The heat was so intense that nobody thought about sunbathing. If you had to be outside, you went into the sea, which was so warm you never felt cold. It was most comfortable to sit on the bottom of the sea, the water was up to our chests or necks. It was the best swim I have ever experienced.

Dawn came around 6am – perfect to start our days. Twelve hours later it was dark.

Each evening we would gather on the beach to watch the sunset – spectacular clouds, illuminated or silhouetted against a bright orange background. Then the stars would appear, so clear in a black sky, with only the tiniest bit of ambient light coming from the city of Georgetown. We placed a glowing Luci light in the sand and sat in a circle around it, telling stories, telling jokes and sometimes just quietly enjoying the night.

On our last night, we remembered all the creatures we had seen – and there were several dozen.

Manta rays were widespread.

Lying on the seabed, often covered with a layer of sand, they slid away as we approached. We were warned to rub our feet while walking lest we step on them and risk being stabbed by the barb on their tails.

Sharks inhabited these waters and we all had a close encounter.

I was wading from shore with a few others when we saw a four to five meter shark coming our way.

When it spotted us, it turned away but kept swimming close.

We yelled at the others on the beach and they all immediately took off. Everyone wanted to see a shark. Curiosity trumped fear. The shark swam towards Cyndy, getting within 15 feet of her before diving into deep water.

Apparently our last campsite was a perfect habitat for iguanas.

These lizards, with beaded skin and large claws about the size of cats, moved slowly around our tents and gear.
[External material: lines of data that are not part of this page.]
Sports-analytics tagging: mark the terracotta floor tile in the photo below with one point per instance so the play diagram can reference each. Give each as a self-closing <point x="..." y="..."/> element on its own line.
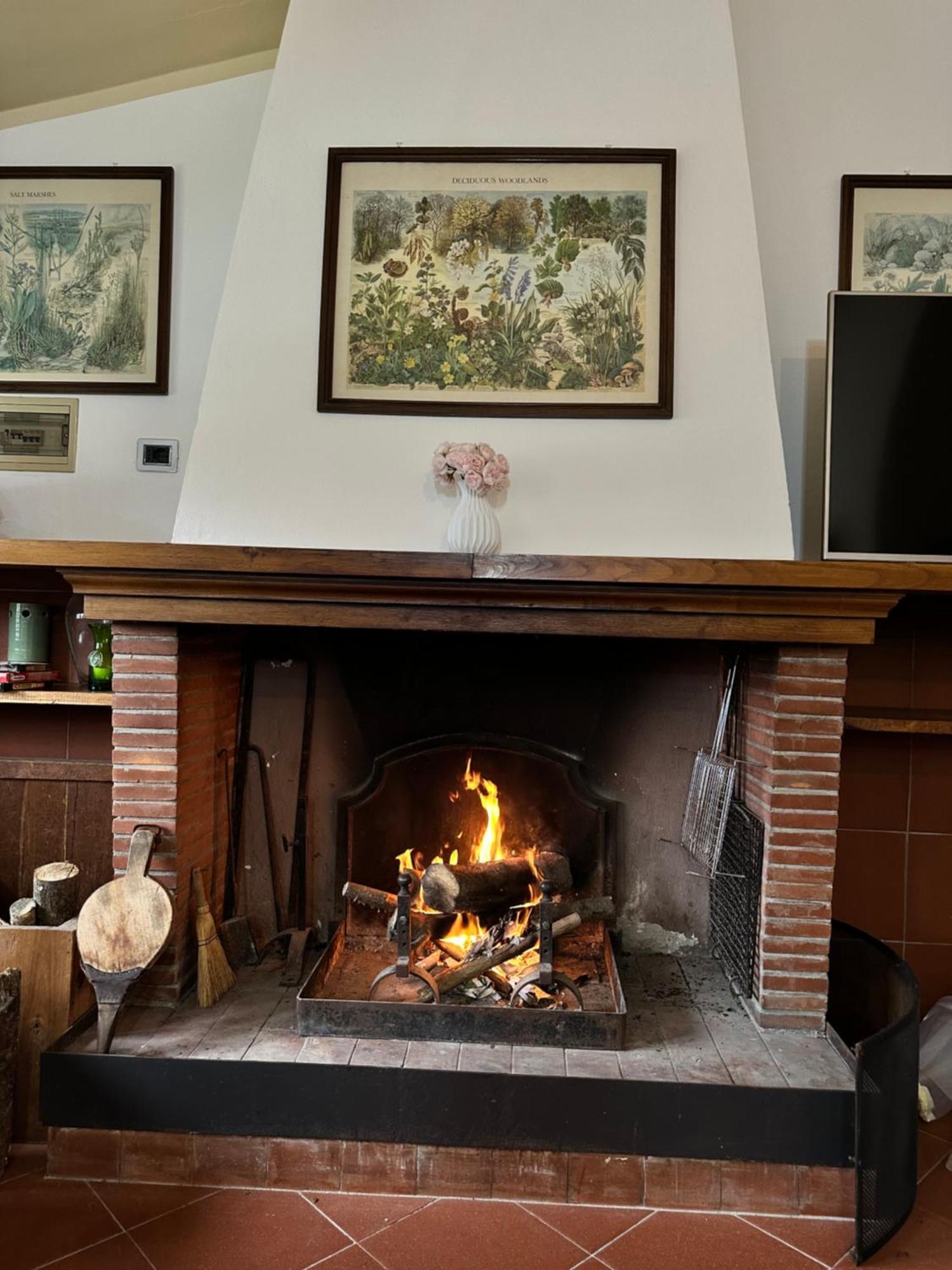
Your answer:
<point x="351" y="1259"/>
<point x="362" y="1216"/>
<point x="135" y="1203"/>
<point x="923" y="1244"/>
<point x="237" y="1230"/>
<point x="116" y="1254"/>
<point x="496" y="1235"/>
<point x="588" y="1227"/>
<point x="45" y="1220"/>
<point x="710" y="1241"/>
<point x="827" y="1240"/>
<point x="935" y="1197"/>
<point x="22" y="1164"/>
<point x="931" y="1153"/>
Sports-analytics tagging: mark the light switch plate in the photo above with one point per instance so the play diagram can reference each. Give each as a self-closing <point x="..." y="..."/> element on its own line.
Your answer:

While I was sitting in a camp chair reading, one approached me to within five feet.

Normally this might have startled me, but these reptiles showed no inclination to be aggressive.

What we never saw during our kayaking week were other people. Not even boats came within a mile of us.

I suspect the intense heat and biting sand flies will keep most would-be campers from enjoying this otherwise tropical paradise.

The bugs, most like our no-see-ums, were aggressive at dawn and late afternoon into evening. The pinprick-like itching bites were annoying. Liberal use of insect repellent, wearing long sleeves, pants, and head nets made buggy times bearable.

By the end of our trip, strangers we’d only met a week before now felt like close friends.

Once again, NOLS provided Cyndy and I with a wonderful experience.

It’s been that way on every trip—seven for me and nine for Cyndy.

We’ll be doing it again next July when we head north for a week of sea kayaking in Alaska.